A new survey by Russian polling agency Levada-Centre has revealed that 24% of the population feels favourably about former dictator Joseph Stalin, up from 8% in 1990.

When asked which revolutionary leader they felt most positively about, almost a quarter of the 1,600 people polled went with Stalin; his predecessor Vladimir Lenin, on the other hand, has seen his popularity decline since the fall of the USSR. In 1990, 67% of respondents had something good to say about him: now the number is down to 26%. Aside from Lenin and Stalin, the last Romanov tsar, Nicholas II, and the founder of the Soviet secret police, Felix Dzerzhinsky each garnered 16% of the votes. 

The survey also asked respondents to assess the broad success or failure of the revolution. 42% of those polled agreed that the fall of the monarchy had represented a "significant loss" for the country, up from 11% in 1990. 36% thought that the revolution led to social and economic progress, with 21% holding that the Soviet project had held the country back.
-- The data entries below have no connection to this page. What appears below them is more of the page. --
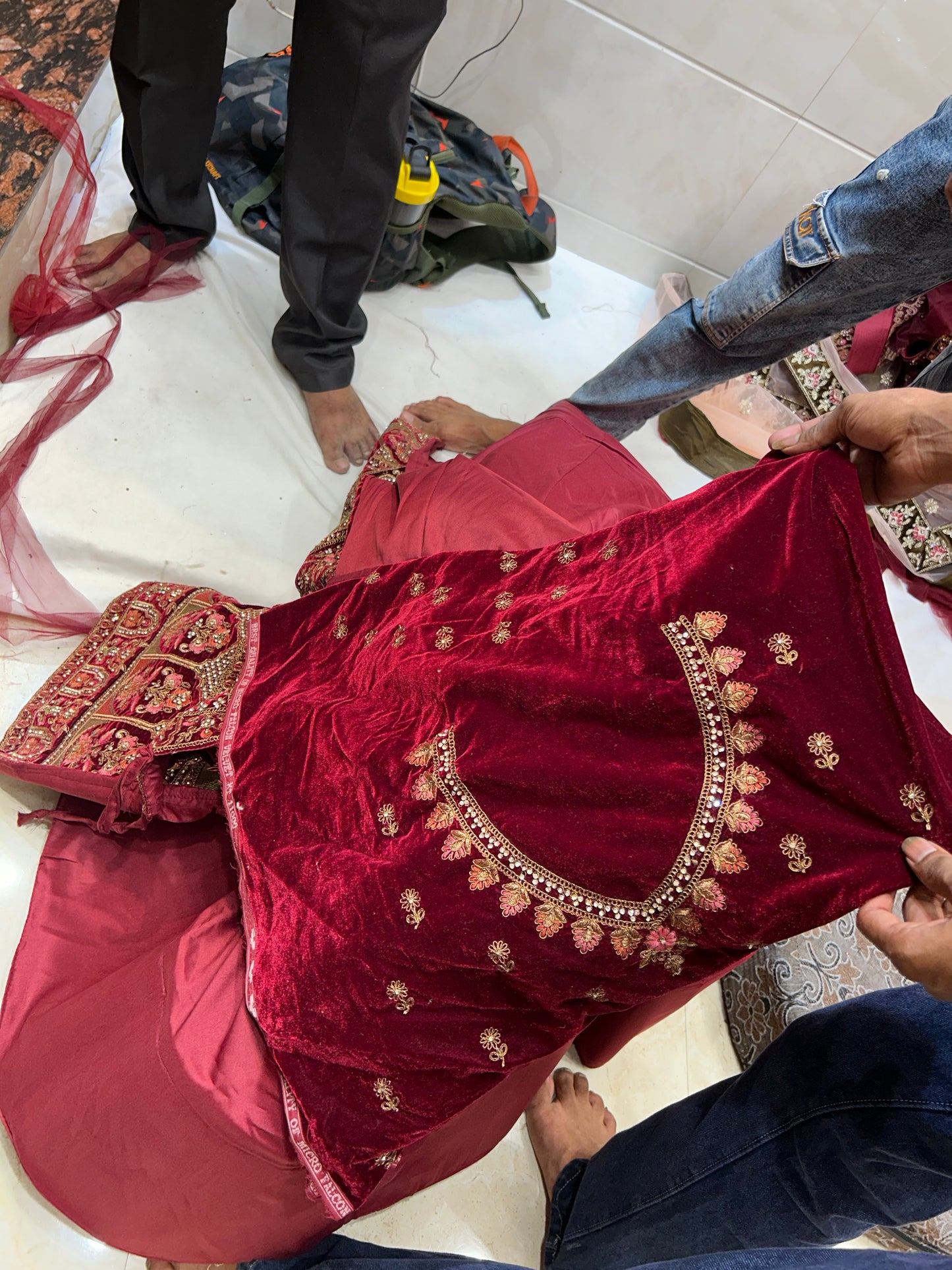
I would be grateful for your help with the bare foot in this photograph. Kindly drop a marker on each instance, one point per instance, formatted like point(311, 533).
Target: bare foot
point(134, 260)
point(459, 427)
point(342, 426)
point(567, 1122)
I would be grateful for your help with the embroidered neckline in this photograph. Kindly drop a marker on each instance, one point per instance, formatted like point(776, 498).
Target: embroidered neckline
point(498, 857)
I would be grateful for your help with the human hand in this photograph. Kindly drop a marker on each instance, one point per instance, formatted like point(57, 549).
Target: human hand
point(919, 944)
point(899, 440)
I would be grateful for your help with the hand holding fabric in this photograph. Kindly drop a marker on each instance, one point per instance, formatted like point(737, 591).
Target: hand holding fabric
point(900, 442)
point(919, 944)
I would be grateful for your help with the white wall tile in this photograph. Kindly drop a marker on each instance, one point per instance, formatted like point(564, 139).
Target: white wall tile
point(613, 125)
point(893, 78)
point(768, 46)
point(806, 163)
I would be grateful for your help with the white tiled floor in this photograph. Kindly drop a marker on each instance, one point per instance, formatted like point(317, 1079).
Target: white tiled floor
point(198, 464)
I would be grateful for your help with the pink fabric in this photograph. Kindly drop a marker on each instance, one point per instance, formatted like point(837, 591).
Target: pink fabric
point(138, 1094)
point(34, 597)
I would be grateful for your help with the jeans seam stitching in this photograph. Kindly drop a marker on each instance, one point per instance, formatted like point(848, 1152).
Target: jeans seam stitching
point(754, 1145)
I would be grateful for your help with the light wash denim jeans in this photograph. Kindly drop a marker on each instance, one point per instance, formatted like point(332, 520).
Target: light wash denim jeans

In response to the eternal question of whether the revolution was a good or bad thing overall, half of those polled answered in the positive and 30% in the negative, with 21% declining to respond. 

In news that will no doubt please current Russian President Vladimir Putin, only 28% of respondents thought it was likely that modern Russia could see a repeat of the upheavals of 1917, with 59% considering such a turn of events unlikely.